(Updated May 26, 2020) | Cher took to Twitter last week to express her excitement at the release of Kavaan—Pakistan’s “loneliest elephant”—from the Islamabad Zoo.
The Pakistani court ordered the release of Kaavan following a high-profile campaign that the singer and actress led.
“We have just heard from Pakistan High Court Kaavan is free,” Cher tweeted.
In a separate tweet, she wrote: “this is one of the greatest moments of my life. Can’t stop [crying] … Kaavan is free. [Crying] down my cheeks, but he’s free and Mark Cowne did it.”
Businessman Mark Cowne co-founded Free the Wild with Cher and entrepreneur Gina Nelthorpe-Cowne. The animal rights organization campaigns to free mistreated animals from captivity.
According to The Guardian, Kaavan is a 33-year-old Asian elephant from Sri Lanka. The elephant first arrived at Murghazar Zoo in Pakistan when he was just one year of age. Cher has campaigned for Kaavan’s release for the last four years, after seeing pictures of the elephant wrapped in chains and living alone.
Reports state that Kavaan was suffering from dehydration and hunger. In the past, keepers have stolen food from him. Wild boars have also broken into his enclosure and eaten his food.
Non-Human Animal Rights
On May 21, the Islamabad high court ordered Kaavan’s release and said wildlife officials must retire the elephant to a permanent home in a sanctuary within 30 days.
Kevin Schneider, executive director for the Nonhuman Rights Project (NhRP) welcomed the news. “[Islamabad’s] careful consideration of nonhuman animal rights alongside human rights and environmental protection is the only fitting judicial response to the existential crises faced by animals all over the world,” he said.
He added: “The bold step forward he has taken on behalf of oppressed nonhuman beings like Kaavan is laudable, as is the persistence of Kaavan’s advocates who’ve fought so tirelessly for him.”
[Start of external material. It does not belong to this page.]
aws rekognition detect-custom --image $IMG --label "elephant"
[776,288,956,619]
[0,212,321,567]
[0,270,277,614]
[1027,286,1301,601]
The NhRP is currently working on freeing two other captive elephants—Happy and Minnie—from the Bronx Zoo and the Commerford Zoo,respectively.
Animals In Captivity
Kavaan became increasingly distressed after his mate Saheli died in 2012. No other elephant companion was brought in for him after their death, earning him the title of Pakistan’s loneliest elephant.
In the wild, elephants form intricate social relationships with other elephants, have extended family units, and are able to roam vast expanses of land. In captivity, elephants’ basic, complex physical, social, and psychological needs are more difficult to meet. The same goes for all other wild animals held in captivity.
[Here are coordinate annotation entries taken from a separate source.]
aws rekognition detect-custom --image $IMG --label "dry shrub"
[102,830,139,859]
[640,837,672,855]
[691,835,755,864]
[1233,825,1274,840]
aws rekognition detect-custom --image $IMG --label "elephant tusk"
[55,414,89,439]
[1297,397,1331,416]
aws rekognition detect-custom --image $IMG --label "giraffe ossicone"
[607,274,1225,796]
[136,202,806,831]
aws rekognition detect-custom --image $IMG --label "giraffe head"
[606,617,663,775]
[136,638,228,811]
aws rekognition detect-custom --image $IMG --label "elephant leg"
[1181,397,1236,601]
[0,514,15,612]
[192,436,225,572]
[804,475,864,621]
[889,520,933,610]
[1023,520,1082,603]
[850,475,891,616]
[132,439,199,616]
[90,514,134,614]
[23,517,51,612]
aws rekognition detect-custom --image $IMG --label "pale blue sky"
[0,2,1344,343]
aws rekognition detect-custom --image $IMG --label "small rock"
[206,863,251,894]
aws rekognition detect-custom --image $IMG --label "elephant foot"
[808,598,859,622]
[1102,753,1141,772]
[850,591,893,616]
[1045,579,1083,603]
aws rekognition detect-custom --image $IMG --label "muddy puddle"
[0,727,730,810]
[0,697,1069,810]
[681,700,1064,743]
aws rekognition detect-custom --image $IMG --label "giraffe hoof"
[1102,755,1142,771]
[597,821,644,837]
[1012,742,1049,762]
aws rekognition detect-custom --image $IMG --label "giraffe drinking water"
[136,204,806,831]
Zoos and other attractions routinely force captive elephants and other animals to live in cramped enclosures that are typically concrete-based. These unnatural and uncomfortable living arrangements can cause health problems like foot disease and arthritis, reports National Geographic.
Animals held in captivity, including elephants, also tend to exhibit abnormal repetitive behaviors. Known as zoochosis, these behaviors include head bobbing, swaying, pacing, circling, and even self-harm.